Comment un homme pourrait-il invoquer l’amour de Dieu, son esprit de don et de gratuité, si lui-même refuse de vivre et de partager cet esprit avec autrui ?

Cette leçon correspond à la 2ème demande de la prière dominicale (dans le Notre Père) : « Remets-nous nos dettes » : « pardonne-nous nos torts envers toi, comme nous-mêmes nous avons pardonnés à ceux qui avaient des torts envers nous » (Mt 6, 12 ; voir aussi son commentaire en Mt 6, 14-15).[12]

C’est lorsque que nous acceptons de vivre sous la grâce… lorsque nous faisons preuve de libéralité, de générosité et de pardon à l’égard des autres… que nous pouvons demander à Dieu de nous pardonner, de remettre notre dette, notre péché… que nous pouvons solliciter sa grâce à notre égard.
De même, c’est parce que nous pardonnons les offenses de notre prochain que nous pouvons espérer obtenir le pardon d’autrui lorsque nous l’offensons.

Pour Jésus – et c’est un raisonnement logique – le jugement et la condamnation du frère sont incompatibles avec l’esprit de don et de gratuité qui appartient à Dieu.
Se couper de cet esprit pour son frère… lui refuser la grâce… c’est implicitement la refuser pour soi-même.
Il ne peut pas y avoir deux poids deux mesures, mais une seule mesure : Celle que nous choisissons de vivre avec l’autre est celle que nous choisissons pour nous-mêmes.

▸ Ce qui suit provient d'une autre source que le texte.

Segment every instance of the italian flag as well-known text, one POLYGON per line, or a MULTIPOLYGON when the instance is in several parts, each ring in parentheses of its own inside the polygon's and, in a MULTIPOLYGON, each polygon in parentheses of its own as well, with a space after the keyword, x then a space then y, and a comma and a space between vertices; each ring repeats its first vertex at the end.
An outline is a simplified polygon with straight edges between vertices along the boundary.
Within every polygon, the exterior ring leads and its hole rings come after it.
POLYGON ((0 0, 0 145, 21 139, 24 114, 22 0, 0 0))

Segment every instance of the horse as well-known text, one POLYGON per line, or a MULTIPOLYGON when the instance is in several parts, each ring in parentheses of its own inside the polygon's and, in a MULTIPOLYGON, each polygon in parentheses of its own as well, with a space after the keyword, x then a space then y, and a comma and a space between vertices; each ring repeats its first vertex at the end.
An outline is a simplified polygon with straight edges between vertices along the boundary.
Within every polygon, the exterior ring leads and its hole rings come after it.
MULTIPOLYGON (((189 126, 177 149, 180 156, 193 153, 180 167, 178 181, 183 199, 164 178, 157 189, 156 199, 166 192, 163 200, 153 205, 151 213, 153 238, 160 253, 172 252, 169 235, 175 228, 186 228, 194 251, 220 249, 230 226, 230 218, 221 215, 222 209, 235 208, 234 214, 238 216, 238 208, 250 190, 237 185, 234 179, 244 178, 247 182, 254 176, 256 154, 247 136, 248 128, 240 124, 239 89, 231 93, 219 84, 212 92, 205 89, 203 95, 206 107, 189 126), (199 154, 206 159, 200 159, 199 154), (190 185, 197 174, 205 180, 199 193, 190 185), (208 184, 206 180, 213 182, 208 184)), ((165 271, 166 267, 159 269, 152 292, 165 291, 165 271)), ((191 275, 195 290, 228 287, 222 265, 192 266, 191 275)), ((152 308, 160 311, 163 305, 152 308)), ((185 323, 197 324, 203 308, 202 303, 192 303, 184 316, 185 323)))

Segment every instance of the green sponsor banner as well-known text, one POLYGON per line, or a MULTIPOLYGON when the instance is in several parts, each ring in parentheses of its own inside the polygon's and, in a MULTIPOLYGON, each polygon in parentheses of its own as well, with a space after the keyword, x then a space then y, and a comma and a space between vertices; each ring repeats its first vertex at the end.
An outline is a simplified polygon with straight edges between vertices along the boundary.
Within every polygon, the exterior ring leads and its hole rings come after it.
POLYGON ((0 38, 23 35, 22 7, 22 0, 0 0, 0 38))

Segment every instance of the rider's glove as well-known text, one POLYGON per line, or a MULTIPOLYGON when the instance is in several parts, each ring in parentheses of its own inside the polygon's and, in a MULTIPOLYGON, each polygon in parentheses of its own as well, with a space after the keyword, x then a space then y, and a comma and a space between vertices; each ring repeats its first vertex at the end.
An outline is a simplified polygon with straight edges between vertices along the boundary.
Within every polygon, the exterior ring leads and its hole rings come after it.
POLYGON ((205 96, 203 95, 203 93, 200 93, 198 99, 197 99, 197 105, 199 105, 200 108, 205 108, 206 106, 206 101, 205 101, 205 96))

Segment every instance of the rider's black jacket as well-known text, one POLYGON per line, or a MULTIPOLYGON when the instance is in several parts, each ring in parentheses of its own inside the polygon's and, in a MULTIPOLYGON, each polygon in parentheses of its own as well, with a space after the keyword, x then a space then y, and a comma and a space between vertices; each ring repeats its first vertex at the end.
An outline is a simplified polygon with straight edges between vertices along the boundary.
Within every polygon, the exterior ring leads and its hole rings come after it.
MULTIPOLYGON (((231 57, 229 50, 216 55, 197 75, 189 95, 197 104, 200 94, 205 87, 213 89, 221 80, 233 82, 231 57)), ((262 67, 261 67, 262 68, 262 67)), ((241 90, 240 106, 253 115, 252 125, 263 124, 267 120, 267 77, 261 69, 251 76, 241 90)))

C’est pourquoi, Jésus nous appelle à agir avec largesse, avec clémence et grâce vis-à-vis de notre prochain. « Heureux les miséricordieux : il leur sera fait miséricorde » (Mt 5, 7) nous rappellent les béatitudes.[13]

Alors… au lieu de vouloir juger et condamner autrui[14]… Jésus nous appelle à la miséricorde… et il nous invite, en premier lieu, à nous examiner nous-mêmes, à faire notre « auto-critique ».
Ainsi, nous éviterons de voir la paille dans l’œil du voisin, alors qu’une poutre se trouve dans le nôtre (cf. Mt 7, 5).

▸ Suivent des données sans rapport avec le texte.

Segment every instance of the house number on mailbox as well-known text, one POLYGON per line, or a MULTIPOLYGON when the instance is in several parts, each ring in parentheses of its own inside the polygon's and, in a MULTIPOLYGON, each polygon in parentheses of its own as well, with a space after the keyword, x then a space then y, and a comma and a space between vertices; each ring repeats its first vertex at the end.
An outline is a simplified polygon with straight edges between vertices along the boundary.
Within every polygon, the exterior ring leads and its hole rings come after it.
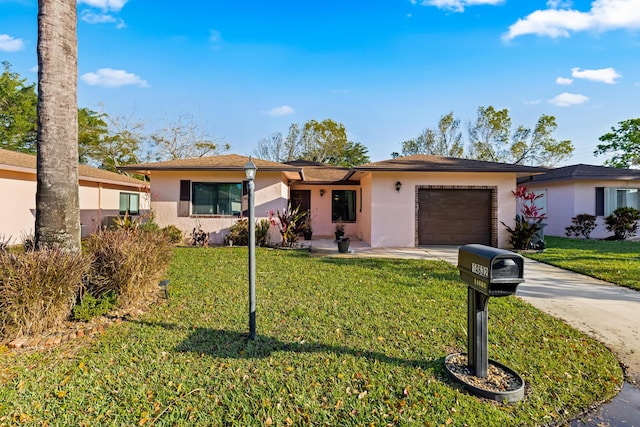
POLYGON ((489 267, 476 264, 475 262, 471 263, 471 272, 477 274, 478 276, 489 278, 489 267))

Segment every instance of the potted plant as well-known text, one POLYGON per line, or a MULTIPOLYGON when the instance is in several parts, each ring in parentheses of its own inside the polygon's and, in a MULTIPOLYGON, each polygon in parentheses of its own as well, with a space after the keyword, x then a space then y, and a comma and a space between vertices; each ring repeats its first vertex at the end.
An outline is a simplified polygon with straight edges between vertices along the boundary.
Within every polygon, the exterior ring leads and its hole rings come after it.
POLYGON ((338 218, 336 221, 336 241, 340 240, 342 236, 344 236, 344 224, 342 223, 342 218, 338 218))
POLYGON ((307 214, 304 217, 304 227, 302 228, 302 235, 304 236, 304 240, 311 240, 312 234, 313 229, 311 228, 311 211, 307 211, 307 214))
POLYGON ((340 236, 336 243, 338 244, 338 252, 341 254, 349 253, 349 238, 340 236))

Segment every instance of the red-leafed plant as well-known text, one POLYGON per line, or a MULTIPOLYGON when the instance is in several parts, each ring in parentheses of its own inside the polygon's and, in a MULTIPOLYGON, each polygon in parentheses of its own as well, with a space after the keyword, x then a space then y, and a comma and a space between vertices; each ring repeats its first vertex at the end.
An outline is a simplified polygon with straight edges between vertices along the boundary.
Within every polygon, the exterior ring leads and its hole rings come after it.
POLYGON ((291 204, 286 210, 269 211, 269 221, 274 227, 278 227, 282 236, 282 246, 292 247, 298 241, 298 233, 304 229, 304 217, 307 212, 300 212, 300 206, 291 209, 291 204), (277 219, 276 219, 277 218, 277 219))
POLYGON ((512 228, 502 222, 510 234, 509 243, 514 249, 543 249, 542 240, 532 244, 535 234, 542 229, 542 221, 546 218, 535 201, 542 197, 542 194, 535 194, 527 190, 525 186, 520 186, 516 191, 512 191, 516 197, 516 221, 512 228))

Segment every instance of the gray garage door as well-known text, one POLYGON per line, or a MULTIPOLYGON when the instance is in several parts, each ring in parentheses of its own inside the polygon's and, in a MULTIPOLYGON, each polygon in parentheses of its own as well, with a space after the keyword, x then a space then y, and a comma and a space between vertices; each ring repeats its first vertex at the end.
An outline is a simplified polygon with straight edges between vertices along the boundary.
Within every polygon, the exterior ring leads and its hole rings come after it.
POLYGON ((418 191, 418 244, 491 245, 491 190, 418 191))

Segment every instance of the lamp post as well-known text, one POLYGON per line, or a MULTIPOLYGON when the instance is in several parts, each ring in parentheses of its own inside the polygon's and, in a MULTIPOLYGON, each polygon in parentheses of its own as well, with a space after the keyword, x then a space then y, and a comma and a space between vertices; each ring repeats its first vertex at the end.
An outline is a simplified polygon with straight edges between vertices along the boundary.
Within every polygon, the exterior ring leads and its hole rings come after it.
POLYGON ((255 183, 258 168, 249 157, 244 165, 244 173, 249 199, 249 339, 256 339, 256 218, 255 218, 255 183))

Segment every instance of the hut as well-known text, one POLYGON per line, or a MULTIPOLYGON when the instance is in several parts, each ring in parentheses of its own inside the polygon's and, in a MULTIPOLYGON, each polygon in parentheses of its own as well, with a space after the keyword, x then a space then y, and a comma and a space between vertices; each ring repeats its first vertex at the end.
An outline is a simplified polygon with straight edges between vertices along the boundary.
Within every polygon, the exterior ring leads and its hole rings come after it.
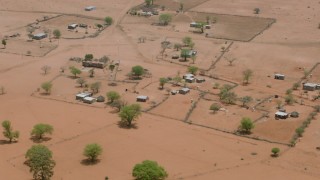
POLYGON ((35 34, 33 35, 33 39, 36 39, 36 40, 41 40, 41 39, 44 39, 47 37, 47 34, 46 33, 38 33, 38 34, 35 34))
POLYGON ((203 83, 205 82, 206 80, 204 78, 196 78, 196 82, 197 83, 203 83))
POLYGON ((149 99, 148 96, 142 96, 142 95, 140 95, 140 96, 137 97, 137 101, 138 101, 138 102, 146 102, 148 99, 149 99))
POLYGON ((77 27, 78 27, 78 24, 75 24, 75 23, 68 25, 68 29, 76 29, 77 27))
POLYGON ((190 89, 189 89, 189 88, 182 88, 182 89, 179 90, 179 93, 180 93, 180 94, 187 94, 187 93, 189 93, 189 92, 190 92, 190 89))
POLYGON ((96 10, 97 8, 95 6, 87 6, 84 8, 85 11, 93 11, 96 10))
POLYGON ((297 111, 293 111, 292 113, 290 113, 290 117, 298 118, 299 117, 299 113, 297 111))
POLYGON ((304 83, 303 84, 303 90, 314 91, 316 89, 320 89, 320 85, 318 85, 316 83, 304 83))
POLYGON ((83 100, 85 97, 92 96, 92 93, 90 92, 83 92, 76 95, 76 100, 83 100))
POLYGON ((274 79, 284 80, 285 79, 285 75, 283 75, 283 74, 275 74, 274 75, 274 79))
POLYGON ((92 103, 94 103, 96 101, 96 98, 87 96, 87 97, 83 98, 82 101, 84 103, 92 104, 92 103))
POLYGON ((275 116, 276 119, 287 119, 288 118, 288 113, 278 111, 278 112, 275 113, 274 116, 275 116))
POLYGON ((193 77, 187 77, 187 78, 185 78, 185 80, 187 83, 194 83, 196 79, 193 77))
POLYGON ((193 74, 185 74, 185 75, 183 75, 182 78, 183 78, 183 79, 194 78, 194 75, 193 75, 193 74))
POLYGON ((104 101, 105 101, 105 97, 103 97, 103 96, 97 97, 97 102, 104 102, 104 101))

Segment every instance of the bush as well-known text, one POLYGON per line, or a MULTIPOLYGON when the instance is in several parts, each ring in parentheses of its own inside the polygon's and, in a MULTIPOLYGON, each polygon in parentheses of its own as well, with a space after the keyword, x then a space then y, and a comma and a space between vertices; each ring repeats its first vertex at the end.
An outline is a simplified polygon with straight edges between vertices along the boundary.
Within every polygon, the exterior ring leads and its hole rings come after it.
POLYGON ((9 142, 11 143, 12 140, 17 140, 19 138, 19 131, 13 131, 11 127, 11 122, 6 120, 2 122, 2 127, 4 129, 3 135, 4 137, 9 139, 9 142))
POLYGON ((53 85, 51 82, 44 82, 41 84, 41 88, 45 90, 47 94, 50 94, 52 86, 53 85))
POLYGON ((217 103, 213 103, 210 106, 210 110, 213 111, 213 113, 216 113, 217 111, 219 111, 220 108, 221 106, 217 103))
POLYGON ((252 122, 252 120, 248 117, 244 117, 241 120, 241 124, 240 124, 240 131, 245 133, 245 134, 250 134, 251 130, 254 128, 254 124, 252 122))
POLYGON ((297 128, 296 133, 299 137, 302 137, 302 134, 304 133, 304 128, 302 127, 297 128))
POLYGON ((33 126, 31 135, 35 135, 38 139, 42 139, 44 134, 52 134, 53 127, 49 124, 36 124, 33 126))
POLYGON ((145 73, 145 71, 142 66, 133 66, 131 69, 131 73, 134 76, 140 77, 145 73))
POLYGON ((166 26, 168 25, 172 20, 172 15, 171 14, 161 14, 159 16, 159 23, 166 26))
POLYGON ((280 149, 279 148, 272 148, 271 152, 272 152, 273 157, 277 157, 279 155, 280 149))
POLYGON ((157 162, 145 160, 141 164, 134 166, 132 176, 137 180, 162 180, 168 174, 157 162))
POLYGON ((95 162, 101 153, 102 147, 99 144, 88 144, 83 151, 83 155, 86 156, 91 162, 95 162))
POLYGON ((107 25, 111 25, 113 23, 113 19, 110 16, 107 16, 104 18, 104 22, 106 22, 107 25))
POLYGON ((115 100, 120 99, 120 94, 116 91, 107 92, 107 98, 110 103, 113 103, 115 100))
POLYGON ((119 112, 120 123, 132 126, 132 122, 141 115, 141 106, 139 104, 125 105, 119 112))
POLYGON ((93 54, 86 54, 84 56, 84 60, 86 60, 86 61, 91 61, 92 59, 93 59, 93 54))
POLYGON ((188 72, 195 75, 197 73, 198 69, 199 68, 196 67, 196 66, 189 66, 188 67, 188 72))

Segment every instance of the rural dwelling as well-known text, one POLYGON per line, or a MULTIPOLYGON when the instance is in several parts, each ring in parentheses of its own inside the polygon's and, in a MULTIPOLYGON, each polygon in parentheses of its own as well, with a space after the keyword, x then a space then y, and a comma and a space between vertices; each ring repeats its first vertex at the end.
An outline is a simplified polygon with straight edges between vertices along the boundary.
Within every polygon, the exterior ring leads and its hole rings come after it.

Cette image de la « poutre qui est dans l’œil »[15] renvoie à la nécessité d’avoir un œil simple et bienveillant – un œil bon[16] – capable de regarder un frère sans envie (sans cupidité, sans jalousie) et de supporter ses imperfections, qui sont « un fétu de paille » au regard des nôtres.

Et finalement… cela nous renvoie aussi à la règle d’or, qui implique de prendre l’initiative du pardon… de pardonner autrui, comme nous aimerions nous-mêmes être pardonnés… et comme nous le sommes – et nous le serons – par Dieu.

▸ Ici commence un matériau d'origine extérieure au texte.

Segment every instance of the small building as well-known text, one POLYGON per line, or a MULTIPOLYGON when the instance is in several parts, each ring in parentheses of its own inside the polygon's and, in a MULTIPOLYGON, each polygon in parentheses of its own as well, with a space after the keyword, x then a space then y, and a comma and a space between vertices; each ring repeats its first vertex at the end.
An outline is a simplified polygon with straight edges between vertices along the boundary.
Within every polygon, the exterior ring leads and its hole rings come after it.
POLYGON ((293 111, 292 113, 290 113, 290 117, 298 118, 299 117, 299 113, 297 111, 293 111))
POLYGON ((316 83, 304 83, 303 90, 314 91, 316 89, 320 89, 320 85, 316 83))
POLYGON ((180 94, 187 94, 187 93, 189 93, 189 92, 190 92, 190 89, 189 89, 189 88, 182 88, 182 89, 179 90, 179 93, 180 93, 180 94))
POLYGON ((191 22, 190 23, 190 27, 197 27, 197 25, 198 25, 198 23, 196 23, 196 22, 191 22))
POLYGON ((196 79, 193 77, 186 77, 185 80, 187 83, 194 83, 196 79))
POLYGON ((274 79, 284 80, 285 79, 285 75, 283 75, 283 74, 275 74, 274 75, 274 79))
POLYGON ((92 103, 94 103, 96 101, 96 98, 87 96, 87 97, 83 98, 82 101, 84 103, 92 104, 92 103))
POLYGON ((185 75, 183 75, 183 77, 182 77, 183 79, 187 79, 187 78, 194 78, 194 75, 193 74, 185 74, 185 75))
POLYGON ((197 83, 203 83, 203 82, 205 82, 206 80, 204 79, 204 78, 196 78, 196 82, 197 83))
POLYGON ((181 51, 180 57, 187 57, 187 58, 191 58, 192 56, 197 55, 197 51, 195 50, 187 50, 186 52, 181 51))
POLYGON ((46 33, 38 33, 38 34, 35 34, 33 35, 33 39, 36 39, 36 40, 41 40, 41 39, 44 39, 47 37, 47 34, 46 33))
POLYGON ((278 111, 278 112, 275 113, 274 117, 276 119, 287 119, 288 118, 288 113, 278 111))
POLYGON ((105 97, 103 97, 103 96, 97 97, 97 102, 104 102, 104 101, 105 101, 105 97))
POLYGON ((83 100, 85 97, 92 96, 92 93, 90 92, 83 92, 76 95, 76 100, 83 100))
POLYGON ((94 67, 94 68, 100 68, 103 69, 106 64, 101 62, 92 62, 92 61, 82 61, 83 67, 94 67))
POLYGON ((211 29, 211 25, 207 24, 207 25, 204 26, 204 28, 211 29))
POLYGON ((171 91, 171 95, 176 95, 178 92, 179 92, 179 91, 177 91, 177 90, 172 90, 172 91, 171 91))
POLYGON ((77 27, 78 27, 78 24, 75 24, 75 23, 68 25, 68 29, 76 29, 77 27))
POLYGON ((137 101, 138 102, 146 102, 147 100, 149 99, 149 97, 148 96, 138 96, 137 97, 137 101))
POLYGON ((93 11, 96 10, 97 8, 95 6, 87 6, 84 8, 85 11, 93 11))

Conclusion : Alors… chers amis, frères et sœurs… pour conclure… que pouvons-nous retenir de ce passage du sermon sur la montagne ?

- D’abord que les impératifs rappelés par Jésus sont fondés sur une promesse… la promesse d’une réponse prévisible de Dieu notre Père : Qui ne juge pas ne sera pas jugé, qui demande reçoit, qui cherche trouve, à qui frappe on ouvre la porte (Mt 7,1b // Mt7, 7b).

- Ensuite, nous pensons parfois que les impératifs que Jésus nous donne, sont difficiles, voire impossibles à mettre en pratique.
En réalité, tout cela est possible… tout ces impératifs sont applicables dans la vie quotidienne, à condition – nous dit Jésus – que nous ne pensions pas y parvenir seuls, par nos propres forces, mais que nous placions toute notre confiance dans la bonté de Dieu (cf. Mt 7, 11).

La bonté du Père céleste est précisément la raison de notre confiance. Elle nous donne l’assurance que nous pouvons à chaque instant demander, chercher, frapper… solliciter son aide et son soutien… car nous sommes aimés, attendus et entendus par Dieu.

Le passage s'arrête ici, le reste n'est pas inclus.